Taxes in TEA and TDA

Janet Lowell is a financial advisor meeting with a new client, Jim Harris. Harris is
subject to the following tax rates: interest (25%), dividends (15%), short-term gains
(25%), and long-term gains (20%). Short-term capital gains include realized capital
gains on investments held for less than one year. Harris’s objective is to minimize
taxes payable whenever possible.
Harris has $700,000 of cash that he recently inherited. Based on her recommended
asset allocation with annual rebalancing, Lowell estimates that Harris could earn an
average annual pre-tax return of 8% if the portfolio is invested in a balanced mix of
stocks and bonds. Harris has an investment horizon of 20 years.
Lowell also addresses the tax implications of asset allocation. Because Harris has
never contributed to a tax-deferred account (TDA), the tax laws in his jurisdiction
permit him to contribute up to $450,000 of funds into a TDA immediately in the
current year. An immediate tax deduction would be provided to Harris for the
contribution to the TDA and he will reinvest the entire tax refund from his tax
deduction in the TDA. Therefore, Harris is considering investing half of his $700,000 in
a TDA and the other half in a taxable account. The relevant tax rates for both accounts
are assumed to be 20%.
In the following year, Harris earns $120,000 of pre-tax employment income and is
subject to a flat income tax rate of 20%. He is permitted by the tax laws to set aside
one-third of the pre-tax income to invest in either a TDA or a tax-exempt account
(TEA). Both accounts are estimated to have an average annual pre-tax return of 8%
Assuming that Harris sets aside one-third of his pre-tax employment income in the
following year, he should most likely contribute his funds to:
A) the tax-deferred account (TDA).
B) the tax-exempt account (TEA).
C) either the TDA or the TEA.

Can someone please example how the following calculation for the TDA was done?
For example, taking into account the immediate tax deduction for the TDA, we can calculate the value of the contribution at the end of 20 years for the TDA as:
TDA: [$40,000 × (1 – 0.20) + ($40,000 × 0.20)] × [(1.08)20(1 – 0.20)] = $149,151

I thought that for TDA we apply FV = (1 + R)^n x (1 − t), and I anyway do not understand how they computed the tax deduction before this term? Thanks!

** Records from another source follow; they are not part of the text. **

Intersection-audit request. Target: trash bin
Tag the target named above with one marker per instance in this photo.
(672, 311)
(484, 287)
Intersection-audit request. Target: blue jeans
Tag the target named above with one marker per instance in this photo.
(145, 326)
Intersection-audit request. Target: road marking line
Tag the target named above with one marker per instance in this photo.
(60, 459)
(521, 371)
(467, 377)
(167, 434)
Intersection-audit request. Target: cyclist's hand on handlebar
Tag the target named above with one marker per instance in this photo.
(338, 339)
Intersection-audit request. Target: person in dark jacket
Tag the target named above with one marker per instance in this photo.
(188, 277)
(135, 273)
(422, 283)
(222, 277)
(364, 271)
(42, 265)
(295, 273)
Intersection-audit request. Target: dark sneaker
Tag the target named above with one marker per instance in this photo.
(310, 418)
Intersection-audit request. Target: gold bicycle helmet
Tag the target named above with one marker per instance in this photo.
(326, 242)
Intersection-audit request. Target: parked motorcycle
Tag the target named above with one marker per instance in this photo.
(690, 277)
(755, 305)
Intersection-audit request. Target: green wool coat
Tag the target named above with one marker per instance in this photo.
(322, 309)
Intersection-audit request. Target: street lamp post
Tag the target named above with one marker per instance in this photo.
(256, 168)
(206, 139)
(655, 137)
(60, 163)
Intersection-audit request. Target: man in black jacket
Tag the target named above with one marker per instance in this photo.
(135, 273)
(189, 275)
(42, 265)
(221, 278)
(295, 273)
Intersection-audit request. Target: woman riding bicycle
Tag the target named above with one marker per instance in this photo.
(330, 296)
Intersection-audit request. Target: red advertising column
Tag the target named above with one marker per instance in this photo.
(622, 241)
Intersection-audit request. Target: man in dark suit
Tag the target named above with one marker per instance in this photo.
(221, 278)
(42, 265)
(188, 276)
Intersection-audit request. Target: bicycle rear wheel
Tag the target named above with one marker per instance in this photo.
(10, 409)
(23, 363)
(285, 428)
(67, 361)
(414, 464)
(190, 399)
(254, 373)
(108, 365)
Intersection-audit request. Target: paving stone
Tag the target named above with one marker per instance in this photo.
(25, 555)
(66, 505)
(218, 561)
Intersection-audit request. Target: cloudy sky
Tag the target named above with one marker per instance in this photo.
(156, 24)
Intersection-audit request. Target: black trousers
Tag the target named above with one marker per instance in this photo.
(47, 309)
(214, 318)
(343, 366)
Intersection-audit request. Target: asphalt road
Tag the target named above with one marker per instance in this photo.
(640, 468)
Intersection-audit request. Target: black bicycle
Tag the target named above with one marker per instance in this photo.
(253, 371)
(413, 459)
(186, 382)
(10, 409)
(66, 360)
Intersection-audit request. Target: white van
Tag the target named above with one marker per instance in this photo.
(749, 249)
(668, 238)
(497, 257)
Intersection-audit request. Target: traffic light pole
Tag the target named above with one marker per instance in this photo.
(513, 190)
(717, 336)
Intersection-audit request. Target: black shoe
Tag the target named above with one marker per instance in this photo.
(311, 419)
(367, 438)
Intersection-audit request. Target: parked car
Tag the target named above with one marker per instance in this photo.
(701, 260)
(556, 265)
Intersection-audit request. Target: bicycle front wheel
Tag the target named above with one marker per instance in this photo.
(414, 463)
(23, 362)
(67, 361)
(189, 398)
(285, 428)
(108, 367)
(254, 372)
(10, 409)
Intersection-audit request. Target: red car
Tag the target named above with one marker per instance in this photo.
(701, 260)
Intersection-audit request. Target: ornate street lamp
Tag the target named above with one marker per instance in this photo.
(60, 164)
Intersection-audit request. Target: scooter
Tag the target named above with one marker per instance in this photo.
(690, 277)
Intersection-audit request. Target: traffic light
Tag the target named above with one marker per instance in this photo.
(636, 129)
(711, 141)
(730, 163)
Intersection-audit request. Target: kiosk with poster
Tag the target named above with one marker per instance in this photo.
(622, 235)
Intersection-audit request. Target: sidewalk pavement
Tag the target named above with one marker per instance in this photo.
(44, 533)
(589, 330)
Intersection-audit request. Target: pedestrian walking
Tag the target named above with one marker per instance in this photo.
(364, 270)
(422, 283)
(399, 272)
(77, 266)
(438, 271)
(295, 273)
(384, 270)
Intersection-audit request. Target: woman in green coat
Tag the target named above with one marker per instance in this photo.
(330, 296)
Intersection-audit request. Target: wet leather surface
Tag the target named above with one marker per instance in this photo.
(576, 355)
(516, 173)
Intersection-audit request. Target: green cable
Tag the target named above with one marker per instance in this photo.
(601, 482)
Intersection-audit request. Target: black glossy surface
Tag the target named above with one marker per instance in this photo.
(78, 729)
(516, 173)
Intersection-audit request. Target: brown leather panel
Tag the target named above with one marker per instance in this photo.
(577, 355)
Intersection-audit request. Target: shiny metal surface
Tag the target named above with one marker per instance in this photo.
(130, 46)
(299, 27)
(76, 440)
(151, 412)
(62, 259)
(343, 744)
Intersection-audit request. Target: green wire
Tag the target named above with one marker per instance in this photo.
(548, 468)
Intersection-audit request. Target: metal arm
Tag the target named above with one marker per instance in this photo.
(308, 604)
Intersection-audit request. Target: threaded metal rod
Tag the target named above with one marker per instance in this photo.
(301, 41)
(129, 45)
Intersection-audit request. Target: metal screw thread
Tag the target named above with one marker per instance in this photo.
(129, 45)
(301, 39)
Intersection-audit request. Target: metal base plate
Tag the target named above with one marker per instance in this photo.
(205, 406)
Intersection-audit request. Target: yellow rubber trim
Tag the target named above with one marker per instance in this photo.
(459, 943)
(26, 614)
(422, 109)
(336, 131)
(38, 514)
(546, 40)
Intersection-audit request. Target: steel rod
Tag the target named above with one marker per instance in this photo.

It seems like they wrote it out in a very weird way. If we use your formula FV = (1 + R)^n x (1 − t) you get to $149,151 as well.

It looks like they are showing you the $40,000 after tax + the savings on tax = the pre-tax amount ($40,000), then compound at 8% for 20 years, then tax affect at the end.

If you look in the square brackets [ ] you get to $40,000.